Franchising – which Woolworths said this month it would drop as a business model – is “an absolutely magic formula” for encouraging new entrants into SA’s concentrated retail sector and is a way to bring about genuine black economic empowerment, Mr. Ackerman said.
“While I think Woolworths is a great company, I find it very strange that in today’s SA… franchising isn’t a major part of what Woolworths (and) Shoprite… do,” he said at the launch of a guide he has written about starting small businesses.
“Franchising is a wonderful way to keep small business in the food industry.” Woolworths CEO Simon Susman said this month the decision to buy out the owners of its 76 franchised stores – about one fifth of the 339 stores it has in SA – would make more money for the company and allow it to roll out a uniform IT system.
He said Woolworths is following a trend in which retailers operate mainly as corporate-only or franchise. The number of black franchisees in the Woolworths stable was only a “small minority” Mr. Susman said, citing the high start-up costs.
Shoprite, SA’s largest grocer, has 1166 corporate stores and 283 franchises, all under the OK, Usave and Hungry Lion brands.

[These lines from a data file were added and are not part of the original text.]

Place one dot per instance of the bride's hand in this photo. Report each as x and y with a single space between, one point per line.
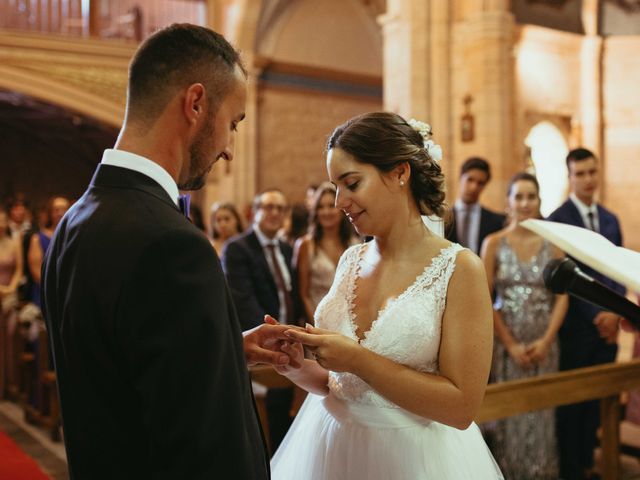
262 344
331 350
518 352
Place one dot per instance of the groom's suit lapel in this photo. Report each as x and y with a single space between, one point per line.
116 177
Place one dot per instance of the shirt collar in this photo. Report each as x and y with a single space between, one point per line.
131 161
582 207
263 239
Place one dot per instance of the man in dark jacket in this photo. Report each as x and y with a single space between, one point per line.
588 334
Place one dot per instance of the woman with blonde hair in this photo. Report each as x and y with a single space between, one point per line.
527 318
316 255
225 223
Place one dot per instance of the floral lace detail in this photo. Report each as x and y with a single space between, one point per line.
407 329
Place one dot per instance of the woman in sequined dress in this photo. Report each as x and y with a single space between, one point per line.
402 343
527 317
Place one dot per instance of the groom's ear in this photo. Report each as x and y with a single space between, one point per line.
401 172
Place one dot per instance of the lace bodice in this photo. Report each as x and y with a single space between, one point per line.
407 330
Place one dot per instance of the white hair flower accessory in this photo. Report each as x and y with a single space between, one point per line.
424 129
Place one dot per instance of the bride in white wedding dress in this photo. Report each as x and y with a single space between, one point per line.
403 345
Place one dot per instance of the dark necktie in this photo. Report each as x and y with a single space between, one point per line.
282 286
592 223
184 204
464 226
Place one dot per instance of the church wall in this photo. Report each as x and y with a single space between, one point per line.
622 133
294 125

Retailer Spar has 848 groceries, 439 liquor stores and 253 building materials outlets in its group. All are franchises.
Pick n Pay started franchising in 1994, Mr. Ackerman said. This was a year after Mr. Susman said Woolworths started.
Pick n Pay has 300 franchised stores in its total of about 700 stores. “We make much less out of our 300 franchised stores than we make in our corporate stores,” said Mr. Ackerman, who stepped down as chairman in March.
He also said the company’s franchise fees are low. Pick n Pay franchisees pay 1% of sales back to the company and receive three-quarters of that back if they source more than 90% of their stock from the company, he said.
“If I changed Pick n Pay to maximize profit, we would stop our expansion of franchising like that,” Mr. Ackerman said, clicking his fingers.